Kategori : IR Weekly Review


  • MAKRO
    • Para anggota The Federal Reserve (The Fed) sepertinya tampak percaya diri bahwa ekonomi AS cukup kuat untuk menanggung kenaikan suku bunga acuan dalam jangka pendek. Setidaknya, hal itulah yang tampak pada hasil notulensi The Fed yang berlangsung pada 1-2 November lalu. Hasil notulensi yang dirilis pada Rabu kemarin mendukung pandangan konsensus Wall Street bahwa The Fed akan segera menaikkan suku bunga acuannya pada Desember.
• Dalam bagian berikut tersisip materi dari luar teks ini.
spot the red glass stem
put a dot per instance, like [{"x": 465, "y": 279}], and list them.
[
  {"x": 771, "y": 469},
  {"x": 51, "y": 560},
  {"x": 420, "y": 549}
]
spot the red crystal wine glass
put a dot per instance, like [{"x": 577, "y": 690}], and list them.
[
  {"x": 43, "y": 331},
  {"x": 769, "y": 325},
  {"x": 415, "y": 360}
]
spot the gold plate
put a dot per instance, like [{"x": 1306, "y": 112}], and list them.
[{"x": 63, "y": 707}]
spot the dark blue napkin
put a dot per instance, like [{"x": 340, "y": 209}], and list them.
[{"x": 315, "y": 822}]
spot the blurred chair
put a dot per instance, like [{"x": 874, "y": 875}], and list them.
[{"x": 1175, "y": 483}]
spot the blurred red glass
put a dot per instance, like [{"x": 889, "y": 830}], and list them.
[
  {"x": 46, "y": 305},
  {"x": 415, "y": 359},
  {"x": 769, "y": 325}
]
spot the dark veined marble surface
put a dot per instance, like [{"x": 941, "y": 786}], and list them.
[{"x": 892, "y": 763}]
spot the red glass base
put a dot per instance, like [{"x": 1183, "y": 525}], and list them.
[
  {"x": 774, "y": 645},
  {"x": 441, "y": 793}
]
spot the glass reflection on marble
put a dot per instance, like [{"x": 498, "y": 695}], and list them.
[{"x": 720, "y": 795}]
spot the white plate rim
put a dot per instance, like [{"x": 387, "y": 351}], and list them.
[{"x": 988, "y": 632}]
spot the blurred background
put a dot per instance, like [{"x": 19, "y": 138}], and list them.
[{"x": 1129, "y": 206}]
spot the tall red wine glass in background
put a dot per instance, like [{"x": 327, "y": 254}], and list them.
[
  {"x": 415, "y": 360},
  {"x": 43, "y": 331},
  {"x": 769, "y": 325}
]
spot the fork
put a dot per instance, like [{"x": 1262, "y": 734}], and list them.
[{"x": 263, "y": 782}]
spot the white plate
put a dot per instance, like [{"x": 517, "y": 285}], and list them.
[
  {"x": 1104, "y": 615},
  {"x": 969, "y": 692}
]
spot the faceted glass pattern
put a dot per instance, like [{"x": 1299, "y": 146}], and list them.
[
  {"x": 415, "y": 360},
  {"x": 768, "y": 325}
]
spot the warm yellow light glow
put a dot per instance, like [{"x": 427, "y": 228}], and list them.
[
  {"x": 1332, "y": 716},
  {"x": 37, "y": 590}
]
Pada bulan ini, bank sentral AS tersebut memutuskan untuk menahan suku bunga acuannya. Anggota voting The Fed  menilai adanya risiko ekual pada ekonomi yang akan mendorong atau menekan prediksi mereka terkait pertumbuhan ekonomi dan pasar tenaga kerja. "Hampir semua anggota terus menilai bahwa risiko jangka pendek terhadap outlook perekonomian terbilang seimbang," demikian hasil notulensi The Fed. Selain itu, ditulis pula: "Mayoritas dari anggota The Fed mendukung ditahannya suku bunga acuan untuk sementara waktu." Dari sekitar 17 anggota The Fed yang berpartisipasi pada pertemuan November, sepuluh di antaranya memilih untuk menahan suku bunga. Dari suara terbanyak itu, mayoritas di antara mereka menilai kenaikan suku bunga dalam waktu dekat bisa dilakukan.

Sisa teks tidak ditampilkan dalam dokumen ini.